Search code examples
javaarraysperformancequicksort

Quicksort gets faster with duplicate keys (without three way partitioning). What is going on?


I am a little confused. I've been trying to test quicksort and everything seems to be working fine, except, when I have many duplicate array elements, I am a getting the unexpected result.

  • The code actually sorts the array.
  • The code actually sorts the array within a time frame that is expected of quicksort.
  • When the array is sorted or reverse sorted I get the expected inefficiency (This, of course when the pivot is set to the first element)
  • I use the Random library nextInt method to fill the array.

When I decrease the data range (which consequently puts more duplicates in the array), Quick sort runs faster.

1million elements (range 0 - 1 million): 155 ms

1million elements (range 0 - 2): 118 ms

30million elements (range 0-1 million): 3085 ms

30million elements (range 0-2): 1021 ms

I tried this many times, so it doesn't seem like it's due to the randomization.

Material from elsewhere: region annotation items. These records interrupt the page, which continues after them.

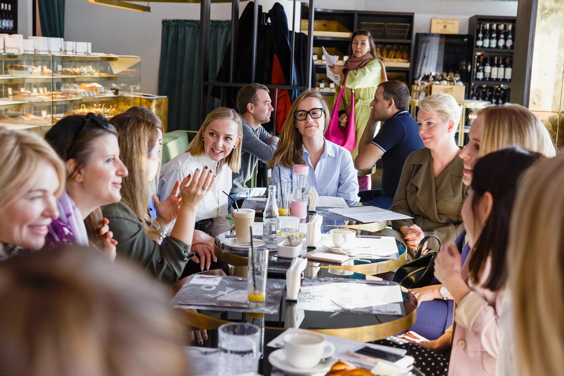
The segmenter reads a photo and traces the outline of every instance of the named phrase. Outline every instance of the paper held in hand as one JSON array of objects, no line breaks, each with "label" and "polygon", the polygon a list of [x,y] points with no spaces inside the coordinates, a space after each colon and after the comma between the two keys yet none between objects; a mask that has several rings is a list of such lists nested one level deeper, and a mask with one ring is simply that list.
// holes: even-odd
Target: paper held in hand
[{"label": "paper held in hand", "polygon": [[413,217],[376,207],[376,206],[356,206],[347,209],[329,209],[329,211],[351,219],[364,223],[369,222],[385,222],[396,219],[408,219]]},{"label": "paper held in hand", "polygon": [[325,66],[327,69],[327,77],[332,81],[335,83],[337,86],[341,86],[341,75],[335,74],[331,70],[329,70],[329,67],[333,67],[333,65],[337,65],[337,61],[335,61],[335,57],[332,55],[329,55],[329,53],[325,51],[324,47],[321,47],[323,48],[323,55],[325,55]]}]

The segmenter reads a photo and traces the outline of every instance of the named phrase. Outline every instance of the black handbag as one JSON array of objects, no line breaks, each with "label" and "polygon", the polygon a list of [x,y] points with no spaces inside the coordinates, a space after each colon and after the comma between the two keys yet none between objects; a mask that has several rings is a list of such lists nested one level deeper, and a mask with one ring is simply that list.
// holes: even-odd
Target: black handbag
[{"label": "black handbag", "polygon": [[394,276],[394,282],[399,283],[407,289],[416,289],[429,286],[435,277],[435,258],[438,250],[429,250],[422,256],[423,246],[430,238],[435,238],[439,242],[440,249],[440,240],[434,235],[425,236],[421,239],[417,247],[415,259],[400,267]]}]

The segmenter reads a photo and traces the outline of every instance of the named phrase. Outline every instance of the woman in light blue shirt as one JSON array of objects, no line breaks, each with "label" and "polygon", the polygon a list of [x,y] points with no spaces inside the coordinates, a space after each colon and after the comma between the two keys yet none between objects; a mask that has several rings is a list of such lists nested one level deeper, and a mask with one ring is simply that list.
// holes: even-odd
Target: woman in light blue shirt
[{"label": "woman in light blue shirt", "polygon": [[307,185],[315,187],[319,196],[358,201],[358,179],[350,152],[323,136],[329,120],[327,104],[315,90],[296,99],[269,161],[274,169],[272,184],[291,182],[294,165],[306,165],[310,167]]}]

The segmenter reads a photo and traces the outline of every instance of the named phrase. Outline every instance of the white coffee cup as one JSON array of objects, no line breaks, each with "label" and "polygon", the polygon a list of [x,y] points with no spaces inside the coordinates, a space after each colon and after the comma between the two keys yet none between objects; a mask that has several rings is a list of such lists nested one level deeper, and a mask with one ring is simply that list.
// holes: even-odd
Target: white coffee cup
[{"label": "white coffee cup", "polygon": [[354,240],[356,232],[348,228],[334,228],[331,231],[333,245],[341,248],[345,244],[350,244]]},{"label": "white coffee cup", "polygon": [[284,336],[286,361],[296,368],[313,368],[335,353],[335,346],[315,333],[289,333]]}]

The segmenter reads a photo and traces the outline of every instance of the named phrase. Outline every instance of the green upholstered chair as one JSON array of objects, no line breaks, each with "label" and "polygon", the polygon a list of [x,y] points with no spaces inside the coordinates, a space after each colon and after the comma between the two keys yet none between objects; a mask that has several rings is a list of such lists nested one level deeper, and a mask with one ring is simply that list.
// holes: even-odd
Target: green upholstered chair
[{"label": "green upholstered chair", "polygon": [[162,141],[162,162],[165,163],[186,151],[188,144],[196,136],[196,131],[173,131],[165,134]]}]

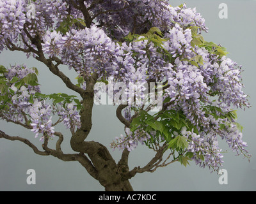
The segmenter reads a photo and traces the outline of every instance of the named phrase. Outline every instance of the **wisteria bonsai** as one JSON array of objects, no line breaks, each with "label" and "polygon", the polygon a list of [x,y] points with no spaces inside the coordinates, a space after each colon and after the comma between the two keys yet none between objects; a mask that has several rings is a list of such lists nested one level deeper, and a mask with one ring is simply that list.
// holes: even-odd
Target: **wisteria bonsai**
[{"label": "wisteria bonsai", "polygon": [[[78,161],[106,191],[132,191],[129,180],[137,173],[175,161],[218,171],[223,163],[219,140],[250,158],[236,122],[236,110],[250,107],[241,66],[203,32],[205,20],[195,8],[164,0],[0,0],[0,52],[36,59],[76,93],[44,94],[37,78],[44,69],[1,66],[0,117],[32,136],[0,131],[0,138],[41,156]],[[61,71],[63,65],[76,71],[77,84]],[[102,103],[104,91],[124,126],[119,137],[109,135],[108,147],[121,152],[117,163],[108,147],[87,139],[93,105]],[[62,151],[63,140],[74,152]],[[129,154],[140,144],[156,155],[130,168]]]}]

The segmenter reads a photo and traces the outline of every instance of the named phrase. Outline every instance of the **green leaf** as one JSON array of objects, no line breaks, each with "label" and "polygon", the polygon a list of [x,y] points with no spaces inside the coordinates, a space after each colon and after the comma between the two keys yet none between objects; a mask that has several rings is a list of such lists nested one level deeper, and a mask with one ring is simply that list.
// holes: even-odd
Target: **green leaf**
[{"label": "green leaf", "polygon": [[197,35],[197,31],[198,29],[198,27],[197,26],[191,26],[189,27],[189,29],[191,30],[192,36]]},{"label": "green leaf", "polygon": [[168,103],[171,100],[171,98],[168,96],[167,98],[166,98],[163,101],[164,103]]},{"label": "green leaf", "polygon": [[150,34],[153,34],[155,32],[159,35],[163,36],[162,31],[161,31],[160,29],[157,27],[152,27],[148,31],[148,33],[150,33]]},{"label": "green leaf", "polygon": [[195,61],[197,63],[201,64],[202,65],[204,64],[204,60],[203,57],[201,55],[196,55],[195,57]]},{"label": "green leaf", "polygon": [[191,41],[191,46],[195,47],[195,45],[200,45],[203,44],[204,42],[204,39],[202,35],[198,34],[197,36],[195,36],[193,38],[193,40]]},{"label": "green leaf", "polygon": [[159,121],[156,120],[154,121],[154,122],[153,122],[152,121],[146,120],[145,121],[145,122],[152,127],[153,129],[156,130],[159,130],[161,133],[163,133],[163,131],[164,130],[164,126]]},{"label": "green leaf", "polygon": [[10,82],[12,84],[14,84],[15,82],[17,82],[17,81],[19,80],[19,78],[16,77],[16,76],[13,76],[13,78],[12,79],[12,80]]},{"label": "green leaf", "polygon": [[172,149],[175,148],[177,140],[178,140],[178,137],[177,136],[177,137],[174,138],[173,139],[172,139],[171,141],[170,141],[169,143],[168,143],[169,145],[168,145],[168,149],[169,149],[169,148],[172,148]]},{"label": "green leaf", "polygon": [[180,157],[179,157],[178,160],[180,163],[180,164],[185,166],[185,167],[187,166],[187,164],[189,165],[188,161],[191,161],[191,159],[187,156],[184,156],[184,157],[180,156]]},{"label": "green leaf", "polygon": [[0,73],[3,74],[7,72],[7,69],[4,66],[0,65]]},{"label": "green leaf", "polygon": [[190,63],[191,63],[192,65],[194,65],[194,66],[195,66],[199,68],[198,64],[197,64],[195,61],[191,61]]},{"label": "green leaf", "polygon": [[27,84],[31,85],[39,85],[37,80],[36,75],[35,73],[29,73],[27,76],[23,78],[22,80]]}]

The difference gets even bolder with larger data.

I couldn't find any explanation why this might occur.

Here is my code:

public void qsort2median(int array [], int lowest, int highest)
    {
        int pivot = array[(lowest+highest)/2];
        int left = lowest;
        int right = highest;

        while (left <= right){
            while (array[left] < pivot){
                left ++;
            }
            while (array[right] > pivot){
                right--;
            }
            if (left <= right){
                int temp = array [left];
                array[left] = array[right];
                array[right] = temp;
                left ++;
                right--;
            }
        }
        if (lowest < right) {
            qsort2median(array, lowest, right);
        }
        if (left < highest) {
            qsort2median(array, left, highest);
        }
    }

and here is how I run it:

    int [] arraytest = new int  [1000000];
    int [] arraytest1 = new int [1000000];

    Quicksort qsorttest = new Quicksort();

    qsorttest.randomArrayGenerator(arraytest,2);

    System.arraycopy(arraytest,0,arraytest1,0,arraytest.length);
    int endpoint = arraytest.length-1;

    //RUN FIRST ARRAY
    long startTime = System.currentTimeMillis();
    qsorttest.qsort2median(arraytest,0,endpoint);
    long endTime = System.currentTimeMillis();

    long duration = (endTime - startTime); 
    System.out.println("Quicksort with Median Element pivot ran in: " + duration);

and here is my randomArrayGenerator method:

void randomArrayGenerator(int [] array, int n){

    Random generator = new Random();

    System.out.println();
    System.out.println(array.length);

    for (int i = 0; i < array.length; i++){

        array[i]= generator.nextInt(n);
    }
}

Thanks for any input.

As of Monday, I am still trying to figure this out.


Solution

  • I guess I am allowed to answer my own question.

    Upon further research, I discovered that duplicates only become a problem when Quicksort algorithm uses Lomuto's partitioning. This, on the other hand, uses Hoare's partitioning.

    I tested both of them and got the expected result.

    So Lomuto's partitioning gets slower with increased duplicates and Hoare's algorithm gets faster with duplicates.